Ander Monson ’97 has written a total of six books, including three works of nonfiction (Neck Deep and Other Predicaments, Vanishing Point, and Letter to a Future Lover), two collections of poetry (Vacationland and The Available World), and a novel, Other Electricities. He directs the MFA program at the University of Arizona and also edits DIAGRAM magazine, the New Michigan Press, and Essay Daily.
He has received several prizes for his work, including a Howard Foundation Fellowship, the Graywolf Nonfiction Prize, the Annie Dillard Award for Nonfiction, and the Great Lakes Colleges New Writers Award in Nonfiction. He received Knox’s Young Alumni Achievement Award in 2008.
Earlier this year, he was selected for a prestigious Guggenheim Fellowship. With the award comes a $50,000 grant, which he will use to finish a new book about the 1987 action film Predator, which he hopes to use to “illuminate and disambiguate a few of the many strands of our present weird culture swamp.”
What was your reaction to the news you’d been awarded a Guggenheim?

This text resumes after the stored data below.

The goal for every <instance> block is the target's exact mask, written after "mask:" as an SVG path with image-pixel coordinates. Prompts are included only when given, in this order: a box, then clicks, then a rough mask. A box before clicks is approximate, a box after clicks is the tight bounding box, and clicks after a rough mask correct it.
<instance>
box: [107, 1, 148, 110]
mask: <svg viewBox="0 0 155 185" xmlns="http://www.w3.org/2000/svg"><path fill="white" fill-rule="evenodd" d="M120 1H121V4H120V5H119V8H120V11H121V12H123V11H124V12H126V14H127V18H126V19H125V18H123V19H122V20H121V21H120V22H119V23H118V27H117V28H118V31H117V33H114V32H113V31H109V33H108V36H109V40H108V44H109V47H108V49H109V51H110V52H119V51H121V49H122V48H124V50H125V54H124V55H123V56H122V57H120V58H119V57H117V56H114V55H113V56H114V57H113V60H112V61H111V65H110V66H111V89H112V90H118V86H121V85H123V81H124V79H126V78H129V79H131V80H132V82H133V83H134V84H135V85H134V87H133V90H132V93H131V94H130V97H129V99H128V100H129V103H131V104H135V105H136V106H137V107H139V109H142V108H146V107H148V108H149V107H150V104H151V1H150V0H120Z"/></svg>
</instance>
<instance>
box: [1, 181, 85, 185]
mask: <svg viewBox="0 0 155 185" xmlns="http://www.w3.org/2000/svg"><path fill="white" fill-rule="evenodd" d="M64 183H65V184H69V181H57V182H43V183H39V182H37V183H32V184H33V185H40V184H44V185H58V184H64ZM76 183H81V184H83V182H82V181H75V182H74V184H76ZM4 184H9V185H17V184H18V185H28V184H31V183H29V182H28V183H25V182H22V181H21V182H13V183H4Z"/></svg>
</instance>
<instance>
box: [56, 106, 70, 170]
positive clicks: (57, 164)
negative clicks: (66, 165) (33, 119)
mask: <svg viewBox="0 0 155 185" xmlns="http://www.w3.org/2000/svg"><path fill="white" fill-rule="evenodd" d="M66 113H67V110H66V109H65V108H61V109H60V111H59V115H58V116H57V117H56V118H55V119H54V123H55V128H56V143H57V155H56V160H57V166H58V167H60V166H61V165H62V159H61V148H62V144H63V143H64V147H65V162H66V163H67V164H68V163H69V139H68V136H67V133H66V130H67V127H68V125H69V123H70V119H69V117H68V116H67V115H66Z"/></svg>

Shock, to be honest. Though I’ve been lucky enough to publish six books and to get to do work that I love, I don’t tend to have great luck in these kinds of fellowship competitions. I’ve applied for something like 15 of these sorts of grants, and my ethos is—and has been for a long time—that I put in the time and application as a way of focusing what I’m thinking about a book project. It’s about the process, not winning the grant. Though I have to say being selected for a grant feels pretty good too. The book I pitched seemed like a particularly long shot, being that it’s about an undistinguished-seeming (not to say less than awesome) subject, the 1987 Schwarzenegger film Predator. So to get the letter that not only did the foundation choose to support me with a Guggenheim—but also to support Predator—was particularly surprising— and heartening.
In what way do you think your Knox College education helped get you where you are today?
Hard to know exactly, but certainly Knox offered me the freedom to explore not just writing but a lot of possible futures. Being part of an exciting and supportive community imprinted on me somehow, and every place I’ve been after that I’ve been trying to remake that community to help grow writers and students. It also showed me that there’s no subject too ridiculous—or small—or stupid-seeming—or strange that it can’t reveal something important when looked at closely enough.